When Bai Changming returned to his quarters in the Astral Pavilion, he found chaos.
The cramped partition had been ransacked—his robes spilled from the cabinet, long garments strewn across the floor. The bedding bore signs of rifling, and most of his daily utensils were gone. A single glance told him all he needed to know.
*"A mere sweeper from the Astral Pavilion dares feast at Moonview Pavilion? This Bai fellow's got gall! Serves him right to be taught a lesson."*
*"Hardly speaks a word all day—clearly looks down on everyone. These lofty types need to be taken down a peg."*
*"Seen plenty like him. Living in this dump proves he's gutter trash. Who's he putting on airs for?"*
The murmurs grew louder as a cluster of servants approached, freezing mid-step when they spotted Bai Changming inside. Smirks vanished; eyes darted away. The room plunged into suffocating silence.
He resisted the urge to wave off the stench of sweat and cheap food clinging to them, just as he'd endured the wine fumes the night before.
Bai Changming studied them—the flickering gazes, the wrinkled noses, the fidgeting sleeves—and with two sweeps of his eyes, identified the culprits.
There was a term for this: **"shame-turned-rage."** When faced with truths that shattered their narrow worldview, some lashed out to mask their exposed inadequacies. The consequences for others mattered little.
Ming Xuan had observed this **"malice"** in Saher City's mortals from afar. He'd tasted the same venom when the sorcerer cast him into this world unasked.
So when the ringleader's lips parted to snarl *"What're you staring at?"*, Bai Changming turned away first. Not a word. Just eyes like frozen steel.
The group stiffened under that gaze. Only after he left did the whispers resume: *"He dared glare at me!"* *"See? Exactly the stuck-up wretch we said!"*
Bai Changming didn't tidy the wreckage. He simply submitted his resignation to the steward.
---
**The next day**, Zheng Guan's routine inspection revealed shocking neglect: books piled haphazardly, artifacts dust-coated, floors littered with crumpled paper and nut shells. The culprits? The very servants who'd trashed Bai Changming's room. Zheng berated them until his veins bulged.
**By the fifth day**, with no improvement, Zheng's threats turned lethal. The servants knelt trembling, tears brimming.
**On the eighth day**, the **"Jade Hall"** pectoral—a five-piece jade ornament belonging to the Muan Prefecture office—went missing. By afternoon, it was "found" with laughable ease beneath the five servants' bedding.

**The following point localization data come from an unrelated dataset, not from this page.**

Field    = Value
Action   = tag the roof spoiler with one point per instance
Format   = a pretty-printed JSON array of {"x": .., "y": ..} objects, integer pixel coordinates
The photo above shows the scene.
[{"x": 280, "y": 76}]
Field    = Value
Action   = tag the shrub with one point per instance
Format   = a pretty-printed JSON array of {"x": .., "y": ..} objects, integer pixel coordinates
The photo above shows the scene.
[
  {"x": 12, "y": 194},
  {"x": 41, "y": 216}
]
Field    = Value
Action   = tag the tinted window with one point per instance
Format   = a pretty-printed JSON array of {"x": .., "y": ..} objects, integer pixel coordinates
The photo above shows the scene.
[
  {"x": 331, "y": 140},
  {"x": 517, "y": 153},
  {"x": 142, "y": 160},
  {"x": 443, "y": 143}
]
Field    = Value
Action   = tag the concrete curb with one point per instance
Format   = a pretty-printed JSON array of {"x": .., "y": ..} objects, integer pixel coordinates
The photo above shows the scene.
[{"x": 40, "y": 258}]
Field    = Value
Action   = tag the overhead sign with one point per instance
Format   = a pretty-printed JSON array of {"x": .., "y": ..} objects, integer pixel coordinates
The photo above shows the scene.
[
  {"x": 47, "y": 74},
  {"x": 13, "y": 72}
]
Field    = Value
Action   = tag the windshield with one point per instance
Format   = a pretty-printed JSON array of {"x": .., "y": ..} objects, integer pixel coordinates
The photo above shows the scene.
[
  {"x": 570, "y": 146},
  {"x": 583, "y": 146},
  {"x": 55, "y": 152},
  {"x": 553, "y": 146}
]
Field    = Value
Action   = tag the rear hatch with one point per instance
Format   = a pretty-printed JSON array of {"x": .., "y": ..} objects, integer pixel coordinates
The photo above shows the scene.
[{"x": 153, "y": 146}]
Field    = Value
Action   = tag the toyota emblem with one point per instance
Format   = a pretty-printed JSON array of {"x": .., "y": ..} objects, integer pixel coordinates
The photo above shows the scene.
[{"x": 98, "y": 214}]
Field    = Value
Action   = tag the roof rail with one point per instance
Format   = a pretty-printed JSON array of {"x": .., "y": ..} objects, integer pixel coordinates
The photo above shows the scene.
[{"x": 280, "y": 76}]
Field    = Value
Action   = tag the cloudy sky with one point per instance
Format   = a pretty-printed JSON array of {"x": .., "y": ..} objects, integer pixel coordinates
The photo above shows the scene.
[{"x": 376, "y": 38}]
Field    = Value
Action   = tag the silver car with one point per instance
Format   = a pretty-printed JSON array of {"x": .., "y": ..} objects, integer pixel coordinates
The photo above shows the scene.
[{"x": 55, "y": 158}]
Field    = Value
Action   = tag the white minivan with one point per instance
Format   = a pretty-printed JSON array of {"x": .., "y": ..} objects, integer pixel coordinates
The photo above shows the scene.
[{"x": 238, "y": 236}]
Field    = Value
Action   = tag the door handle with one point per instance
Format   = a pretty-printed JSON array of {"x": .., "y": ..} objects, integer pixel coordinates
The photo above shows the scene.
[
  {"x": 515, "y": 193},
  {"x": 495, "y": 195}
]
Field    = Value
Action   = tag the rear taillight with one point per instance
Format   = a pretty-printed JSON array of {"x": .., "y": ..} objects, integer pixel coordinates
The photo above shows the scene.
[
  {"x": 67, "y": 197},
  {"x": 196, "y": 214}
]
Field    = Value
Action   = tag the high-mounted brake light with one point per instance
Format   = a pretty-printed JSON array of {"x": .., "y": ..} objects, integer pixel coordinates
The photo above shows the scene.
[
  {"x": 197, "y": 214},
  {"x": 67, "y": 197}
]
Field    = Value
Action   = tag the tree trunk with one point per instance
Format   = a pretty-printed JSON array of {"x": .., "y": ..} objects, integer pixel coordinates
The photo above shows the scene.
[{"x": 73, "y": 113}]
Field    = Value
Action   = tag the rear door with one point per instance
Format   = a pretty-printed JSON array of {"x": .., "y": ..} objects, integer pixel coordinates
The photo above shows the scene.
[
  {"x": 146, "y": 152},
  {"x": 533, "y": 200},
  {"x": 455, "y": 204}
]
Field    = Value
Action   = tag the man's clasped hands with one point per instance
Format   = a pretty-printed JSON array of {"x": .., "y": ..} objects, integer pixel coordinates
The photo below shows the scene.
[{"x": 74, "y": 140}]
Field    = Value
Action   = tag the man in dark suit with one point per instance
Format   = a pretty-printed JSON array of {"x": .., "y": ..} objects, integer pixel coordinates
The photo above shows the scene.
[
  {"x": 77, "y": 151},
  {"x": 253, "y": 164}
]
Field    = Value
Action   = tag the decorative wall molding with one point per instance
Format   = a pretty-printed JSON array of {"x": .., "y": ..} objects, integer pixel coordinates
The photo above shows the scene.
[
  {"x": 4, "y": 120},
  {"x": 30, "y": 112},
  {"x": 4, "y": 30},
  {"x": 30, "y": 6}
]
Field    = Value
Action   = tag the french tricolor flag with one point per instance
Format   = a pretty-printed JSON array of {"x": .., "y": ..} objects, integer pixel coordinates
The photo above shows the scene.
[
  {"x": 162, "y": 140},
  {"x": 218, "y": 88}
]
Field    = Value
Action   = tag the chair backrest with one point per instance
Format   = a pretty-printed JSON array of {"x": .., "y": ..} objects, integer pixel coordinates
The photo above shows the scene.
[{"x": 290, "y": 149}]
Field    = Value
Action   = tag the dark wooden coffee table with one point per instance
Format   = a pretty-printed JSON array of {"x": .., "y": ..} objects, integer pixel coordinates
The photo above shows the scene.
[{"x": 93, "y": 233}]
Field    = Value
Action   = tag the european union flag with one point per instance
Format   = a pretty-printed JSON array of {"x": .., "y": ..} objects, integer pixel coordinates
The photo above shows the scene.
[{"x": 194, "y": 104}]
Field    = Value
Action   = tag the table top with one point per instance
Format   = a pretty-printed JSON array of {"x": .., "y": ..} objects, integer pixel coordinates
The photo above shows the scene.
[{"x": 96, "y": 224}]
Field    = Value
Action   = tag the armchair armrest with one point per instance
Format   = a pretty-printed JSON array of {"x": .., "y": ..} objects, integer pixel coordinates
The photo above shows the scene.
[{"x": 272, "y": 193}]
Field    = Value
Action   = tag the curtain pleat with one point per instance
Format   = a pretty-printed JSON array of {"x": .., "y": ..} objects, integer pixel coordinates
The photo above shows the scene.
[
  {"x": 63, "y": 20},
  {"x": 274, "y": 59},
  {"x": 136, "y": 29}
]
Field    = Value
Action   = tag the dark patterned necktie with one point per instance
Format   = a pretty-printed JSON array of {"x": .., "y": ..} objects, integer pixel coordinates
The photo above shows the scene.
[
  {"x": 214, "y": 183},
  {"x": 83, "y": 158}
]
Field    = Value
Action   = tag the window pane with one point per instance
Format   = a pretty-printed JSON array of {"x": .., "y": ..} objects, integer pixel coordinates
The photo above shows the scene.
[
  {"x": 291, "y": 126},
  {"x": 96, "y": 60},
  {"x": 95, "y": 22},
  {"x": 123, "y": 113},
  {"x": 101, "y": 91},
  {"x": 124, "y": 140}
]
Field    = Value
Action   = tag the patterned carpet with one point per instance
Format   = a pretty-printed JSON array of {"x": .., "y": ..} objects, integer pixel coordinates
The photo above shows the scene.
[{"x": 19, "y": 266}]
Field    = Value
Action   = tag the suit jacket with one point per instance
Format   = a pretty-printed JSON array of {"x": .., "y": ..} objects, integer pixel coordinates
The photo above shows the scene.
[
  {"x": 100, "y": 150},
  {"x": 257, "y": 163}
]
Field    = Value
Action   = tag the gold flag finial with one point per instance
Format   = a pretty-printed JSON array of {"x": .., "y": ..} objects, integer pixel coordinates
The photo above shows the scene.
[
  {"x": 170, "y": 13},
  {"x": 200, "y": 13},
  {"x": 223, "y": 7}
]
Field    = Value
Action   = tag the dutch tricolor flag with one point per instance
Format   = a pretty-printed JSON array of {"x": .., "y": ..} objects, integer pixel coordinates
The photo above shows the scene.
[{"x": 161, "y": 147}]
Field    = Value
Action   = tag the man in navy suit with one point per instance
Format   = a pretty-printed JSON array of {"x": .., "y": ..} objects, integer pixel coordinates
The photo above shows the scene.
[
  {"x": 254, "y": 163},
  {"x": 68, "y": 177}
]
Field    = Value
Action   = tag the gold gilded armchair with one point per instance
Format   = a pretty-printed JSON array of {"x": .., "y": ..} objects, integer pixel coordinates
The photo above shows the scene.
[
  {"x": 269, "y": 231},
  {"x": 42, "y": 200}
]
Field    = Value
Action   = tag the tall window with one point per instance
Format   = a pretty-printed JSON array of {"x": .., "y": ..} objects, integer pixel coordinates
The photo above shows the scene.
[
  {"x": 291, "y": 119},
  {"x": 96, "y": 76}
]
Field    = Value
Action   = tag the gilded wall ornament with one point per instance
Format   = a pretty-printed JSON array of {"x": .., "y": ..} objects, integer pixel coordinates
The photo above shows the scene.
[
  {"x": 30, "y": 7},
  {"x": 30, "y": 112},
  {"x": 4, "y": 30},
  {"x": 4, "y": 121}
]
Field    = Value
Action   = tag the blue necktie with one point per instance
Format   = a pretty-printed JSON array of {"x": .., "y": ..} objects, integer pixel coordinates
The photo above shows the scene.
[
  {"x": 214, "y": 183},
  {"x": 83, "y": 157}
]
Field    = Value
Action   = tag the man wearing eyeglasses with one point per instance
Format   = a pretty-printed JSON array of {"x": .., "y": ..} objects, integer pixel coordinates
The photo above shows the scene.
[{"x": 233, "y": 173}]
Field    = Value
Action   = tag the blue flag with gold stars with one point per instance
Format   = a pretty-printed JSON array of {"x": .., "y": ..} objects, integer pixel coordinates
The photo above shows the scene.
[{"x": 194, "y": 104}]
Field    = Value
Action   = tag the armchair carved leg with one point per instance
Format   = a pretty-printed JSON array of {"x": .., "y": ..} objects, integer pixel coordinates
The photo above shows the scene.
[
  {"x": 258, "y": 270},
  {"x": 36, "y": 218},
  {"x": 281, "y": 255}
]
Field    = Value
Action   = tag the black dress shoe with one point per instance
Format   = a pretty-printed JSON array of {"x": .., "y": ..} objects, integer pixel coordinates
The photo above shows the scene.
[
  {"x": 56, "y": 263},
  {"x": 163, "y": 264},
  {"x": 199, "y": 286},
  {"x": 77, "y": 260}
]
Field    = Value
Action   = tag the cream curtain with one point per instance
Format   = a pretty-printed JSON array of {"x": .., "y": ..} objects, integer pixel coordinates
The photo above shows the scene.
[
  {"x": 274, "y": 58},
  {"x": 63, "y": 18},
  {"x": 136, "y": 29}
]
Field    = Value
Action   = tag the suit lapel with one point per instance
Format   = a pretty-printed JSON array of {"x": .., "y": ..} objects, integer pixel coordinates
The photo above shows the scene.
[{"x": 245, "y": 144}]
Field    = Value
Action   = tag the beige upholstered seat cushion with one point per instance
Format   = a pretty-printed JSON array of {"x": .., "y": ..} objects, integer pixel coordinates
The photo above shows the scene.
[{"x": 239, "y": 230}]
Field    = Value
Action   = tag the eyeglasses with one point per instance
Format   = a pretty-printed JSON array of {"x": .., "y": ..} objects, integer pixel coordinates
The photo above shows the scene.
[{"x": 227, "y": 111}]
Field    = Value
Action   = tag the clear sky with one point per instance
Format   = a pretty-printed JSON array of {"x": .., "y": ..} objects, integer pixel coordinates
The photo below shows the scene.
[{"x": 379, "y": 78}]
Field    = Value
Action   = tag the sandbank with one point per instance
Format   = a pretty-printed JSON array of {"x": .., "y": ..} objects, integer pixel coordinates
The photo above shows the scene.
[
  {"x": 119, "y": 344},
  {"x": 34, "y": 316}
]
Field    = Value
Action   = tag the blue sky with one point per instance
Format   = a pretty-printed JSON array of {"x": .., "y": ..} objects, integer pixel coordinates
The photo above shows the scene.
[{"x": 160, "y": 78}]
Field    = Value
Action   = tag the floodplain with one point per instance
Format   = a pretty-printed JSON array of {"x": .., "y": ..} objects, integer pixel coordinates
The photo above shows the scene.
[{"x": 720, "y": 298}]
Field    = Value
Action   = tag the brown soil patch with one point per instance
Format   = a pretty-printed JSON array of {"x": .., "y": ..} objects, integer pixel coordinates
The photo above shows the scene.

Zheng Guan nearly spat blood. *"Of all the cursed luck—!"*
The five knelt in a row, not daring to breathe.
*"You maggots!"* Zheng hissed. *"Yesterday, Governor Yang divined malign forces in his northwest corner. Now I see—you're the calamity meant to ruin me! First the messes, now stealing Left Minister's jade? Eighty lashes each. Rot in jail!"*
---
Bai Changming, now in plain clothes, lounged on a rooftop opposite the prefecture jail, idly twirling willow leaves.
Screams of innocence and agony echoed from below. He watched dispassionately as thighs split open under the rods. Eighty strikes bordered on execution.
To him, it was no more remarkable than a meal.
First, he'd planted seeds of "disorder" in Zheng's mind with the theft. Then he'd exploited their incompetence—the cardinal sin for servants, much like poor grades damned students or low rank damned officials. By the third strike, their fate was sealed under Zheng's own hand.
Not a soul would ever connect this to him. He remained the silent, dull man they'd always dismissed.
These simpletons, driven by base instincts, couldn't fathom layered causality. As for the brutality? Bai Changming admitted a thrill beneath his ice. This was his rage, distilled.
A flick of his wrist snapped the willow branch.